# Kolmogorov scale - dissipation?

The rate at which energy moves down a turbulent cascade is given by: $$\newcommand{\p}{\frac{\partial #1}{\partial #2}} \newcommand{\f}{\frac{ #1}{ #2}} \newcommand{\l}{\left(} \newcommand{\r}{\right)} \newcommand{\mean}{\langle #1 \rangle}\newcommand{\e}{\varepsilon} \e\sim \f{v_l^3}{l}$$ As far as I know $\e$ is a constant, but I am confused by the nature of this expression. Does it hold for any scale $l$ and corresponding velocity scale $v_l$ or only for a particular one? If the former please explain and if the latter what length and velocity scales are chosen and why does it not hold for any?

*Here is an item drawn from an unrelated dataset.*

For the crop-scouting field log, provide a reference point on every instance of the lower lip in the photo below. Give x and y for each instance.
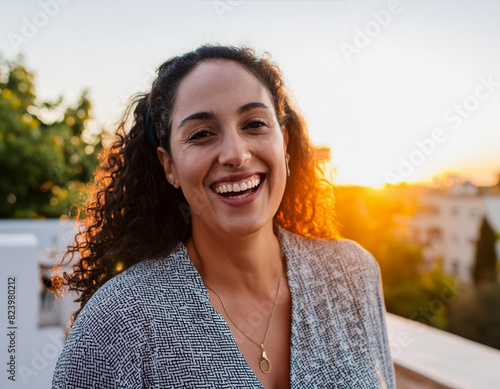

• Have you looked at introductory turbulence textbooks that derive this expression and where it comes from? It's usually pretty clearly laid out what these variables mean. – tpg2114 Dec 13 '16 at 19:40
• @tpg2114 I've looked in Landau and Lifshitz and several online sources. From what I have found they are all a bit ambiguous about it. e.g. they say $l$ is a 'characteristic vortex length' which could be interpreted as meaning the vortex length I am looking at or a specific one. Hence the confusion. – Quantum spaghettification Dec 13 '16 at 19:43
• You may want to clarify then because "any length scale" is very different from "any of the big scales" or "any of the small scales." A vortex scale is radically different than a Kolmogorov scale and the derivations (and resulting definitions) are different. – tpg2114 Dec 13 '16 at 19:45

According Kolmogorov's theory, that expression holds at any scale in the inertial range, where dissipation rate $\epsilon$ and length scale $l$ are the only parameters that determine what happens at that scale. I think it was G. I. Taylor who later extended above expression to large energy containing scales (integral scale, to be specific), and when done so it indeed becomes a very convenient way of calculating $\epsilon$. But at Kolmogorov scales that expression cannot hold because fluid viscosity becomes important.